Calvin Ayre, who was once on the run from the US authorities, is now a gambling and bitcoin multi-millionaire building a five-star resort in Antigua funded by profits from digital currencies.
Canadian-born Ayre, who has been appointed Antigua and Barbuda’s special economic envoy, said he had begun work on the upmarket tourist resort on Antigua’s Valley Church beach.
He said Ayre Resort would be entirely funded by profits made from the rise in the value of bitcoin in which he was an early investor.
Gaston Browne, the prime minister of Antigua and Barbuda, said: “We expect the resort’s novel and exciting concept to broaden Antigua and Barbuda’s tourism product, bringing a new category of tourists to our islands. Looking forward to working with Mr Ayre on this and many other investments he has made in Antigua.”
Ayre, 56, to whom Antigua and Barbuda have given the official title of “his excellency”, said: “This resort will attract a totally new market segment of tourism on the island — successful wellness-seekers who also want to have fun. The property will not be an all-inclusive destination. Instead, its amenities will be available to residents of Antigua and Barbuda and visitors alike.”
Bitcoin cash will be accepted, which forked from bitcoin last year, at a point of sale terminals on the property and through its online booking engine.
Ayre, whose pig-farmer father was convicted of smuggling marijuana, was barred from acting as a director of a public company in British Columbia following a share-trading scandal in the 1990s.He recovered from that setback to create Bodog, one of the largest online gambling brands in the world, and the business’s growth led to him judging televised lingerie contests during the Super Bowl and being the subject of a six-page profile in Playboy magazine— Ayre bought 3,000 copies of the issue for himself.

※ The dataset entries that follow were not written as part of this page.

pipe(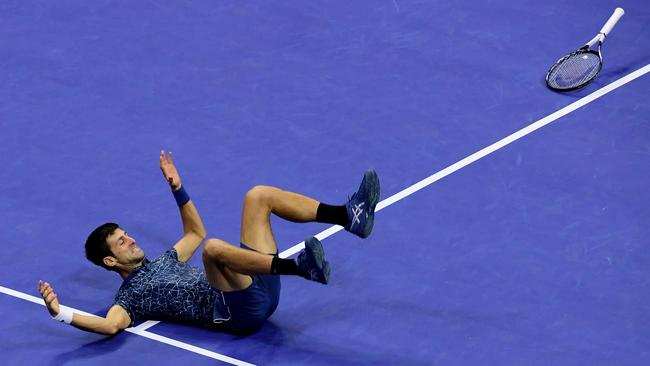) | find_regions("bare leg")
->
[240,186,320,254]
[203,186,320,291]
[203,239,273,291]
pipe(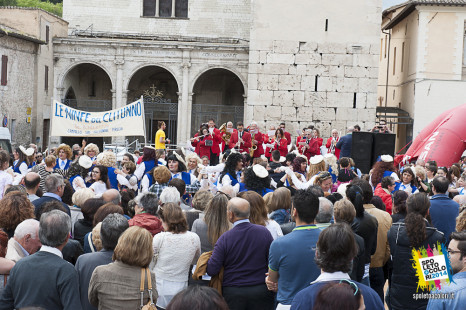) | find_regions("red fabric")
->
[325,137,340,158]
[374,183,392,214]
[251,131,264,158]
[404,104,466,167]
[272,139,288,156]
[298,138,320,160]
[283,131,291,145]
[128,213,163,236]
[229,131,251,153]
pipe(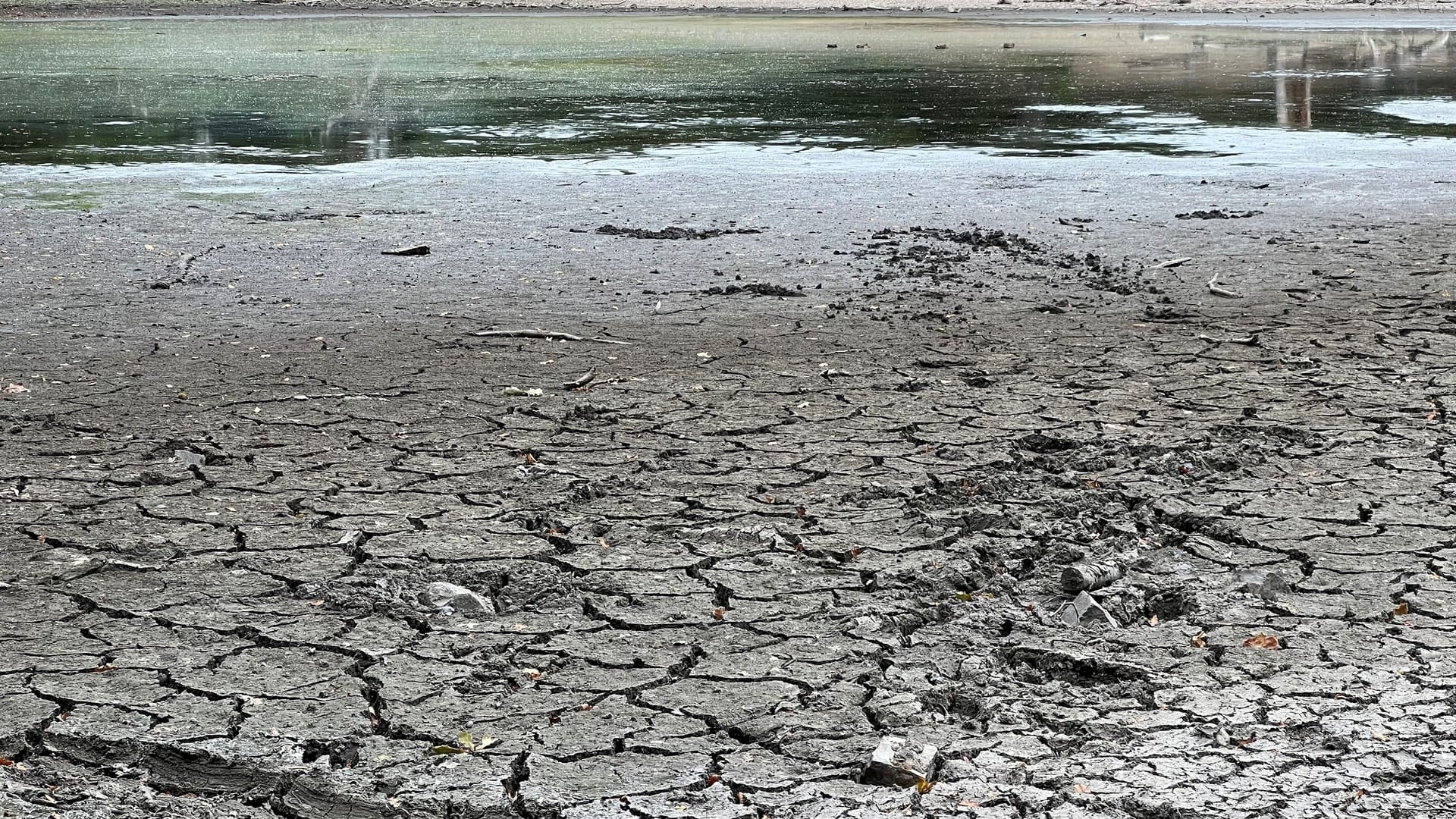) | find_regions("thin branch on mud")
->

The success of Bodog attracted the attention of US authorities when Forbes magazine profiled Ayre with a front cover entitled: ‘Catch Me If You Can: Calvin Ayre has gotten very rich by taking illegal bets over the internet.’
Ayre said his actions were legal because of a complex series of financial transactions on three different continents. Felony charges against Ayre, Bodog and three other Canadian men were dropped last year.